Currently, there are 31 states – Alabama, Arizona, Arkansas, Colorado, Connecticut, Florida, Georgia, Idaho, Illinois, Indiana, Louisiana, Maine, Michigan, Minnesota, Mississippi, Missouri, Montana, Nevada, New Hampshire, North Carolina, North Dakota, Oklahoma, Oregon, South Carolina, South Dakota, Tennessee, Texas, Utah, Virginia, West Virginia, and Wyoming – with right to try laws in the books. But these laws might not be all they appear.
“Right to try laws show a lack of understanding of the system for getting access to drugs,” said Dr. Bateman-House. “The wording is not connected to what people need to do. The solution misses the problem. The U.S. system depends on a drug company’s willingness to give out approved drugs. Once they say yes, it then goes to the FDA who approves it 99.6 percent of the time. Ultimately, the drug company must give approval and sign off on its use.”
In theory, right to try laws allow the terminally ill to use experimental treatments that have passed Phase 1 trials, meaning they have successfully been tested on animals but have not yet been approved by the FDA for human use as a last-ditch effort to save their lives.
“These patients are told that the side effects are unknown,” said Starlee Coleman, Vice President for Communications, Goldwater Institute, and proponent of the right to try. “It is a personal choice for the patient. They are willing to take the risk to have more time with family and loved ones.”
In practice, however, it seems not to work this way. There does not seem to be many people helped by these right to try laws. Gordie Howe had to receive treatment in Mexico after all. Drug companies do not want to administer these kinds of drugs for various reasons.
According to Dr. Bateman-House. “These drug companies only have a short supply of the drug. If they are currently running trials, they do not want to divert resources. As soon as they say approve, they are letting the genie out of the bottle, and may create a supply issue down the road.”

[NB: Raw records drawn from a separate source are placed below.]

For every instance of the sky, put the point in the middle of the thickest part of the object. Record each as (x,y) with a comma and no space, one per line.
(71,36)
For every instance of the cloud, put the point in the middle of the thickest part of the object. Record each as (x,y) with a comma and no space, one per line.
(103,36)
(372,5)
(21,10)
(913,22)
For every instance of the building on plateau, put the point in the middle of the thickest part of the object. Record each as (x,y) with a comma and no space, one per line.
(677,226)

To help physicians streamline the process, the FDA released draft guidance in February of 2015 titled “Individual Patient Expanded Access Applications: Form FDA 3926” where they stated their plan to make the application process for approving the use of an experimental drug easier.

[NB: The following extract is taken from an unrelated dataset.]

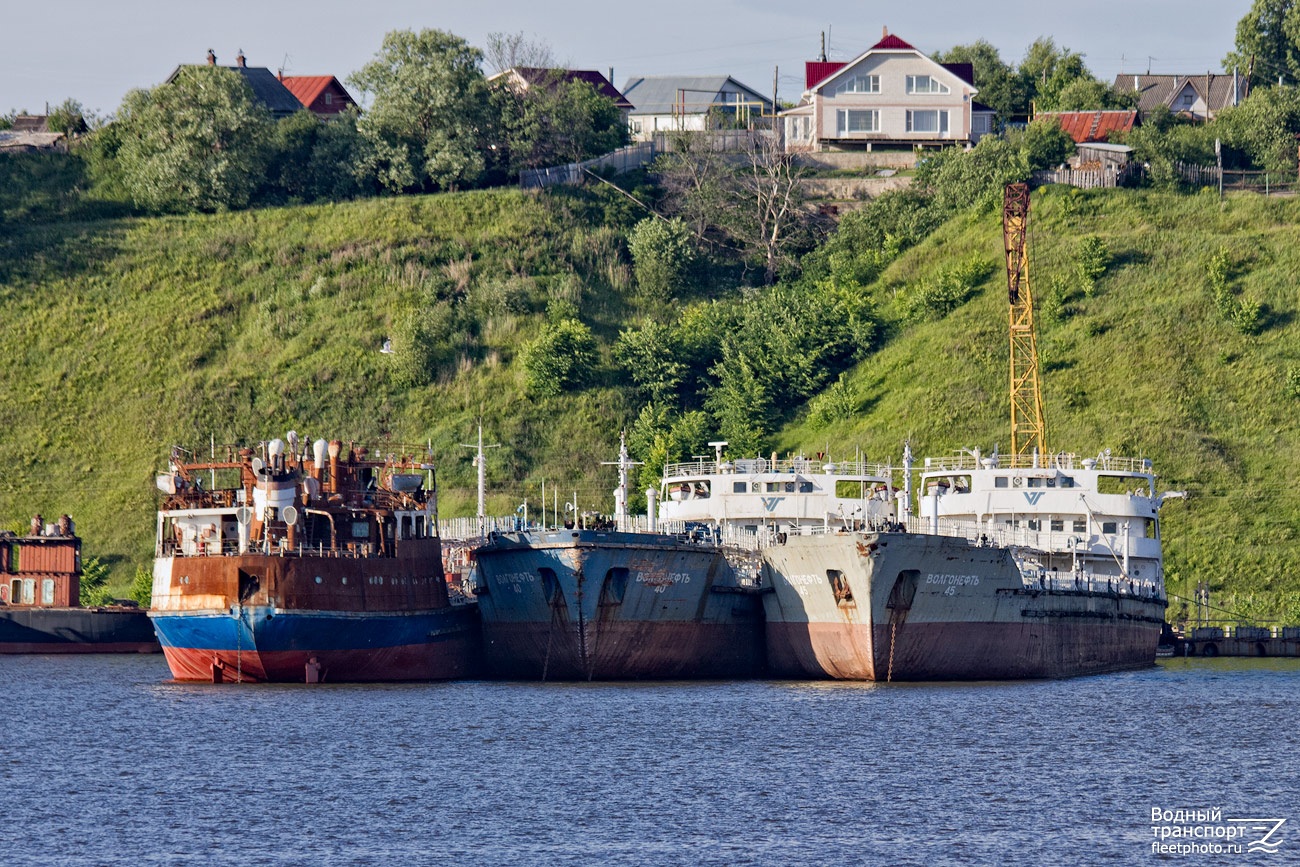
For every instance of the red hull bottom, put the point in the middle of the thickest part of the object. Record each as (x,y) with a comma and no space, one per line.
(958,650)
(624,650)
(449,659)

Stem cells show a lot of promise in treating diseases we cannot treat today, but we have to make sure these treatments are safe and effective first. This does little to help the people with these diseases today, however. Patients need to determine personally, what the right course of action is for themselves.

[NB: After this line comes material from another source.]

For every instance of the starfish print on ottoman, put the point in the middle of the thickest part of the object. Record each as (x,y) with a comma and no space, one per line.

If they do not want to undergo a non-FDA approved treatment, they do not have to but if they feel it is their only option then it should be made available to them. “I think in the future, how we the terminally ill access care will fundamentally shift,” said Coleman. “We will adopt a more European system, where patients can take medications that are past safety trials – provisional approval as it is known in Europe – and doctors can prescribe these drugs as needed, all paid for by insurance or a national healthcare system. As we move forward, increasing access to treatment allows us to understand what the future will make available to us.”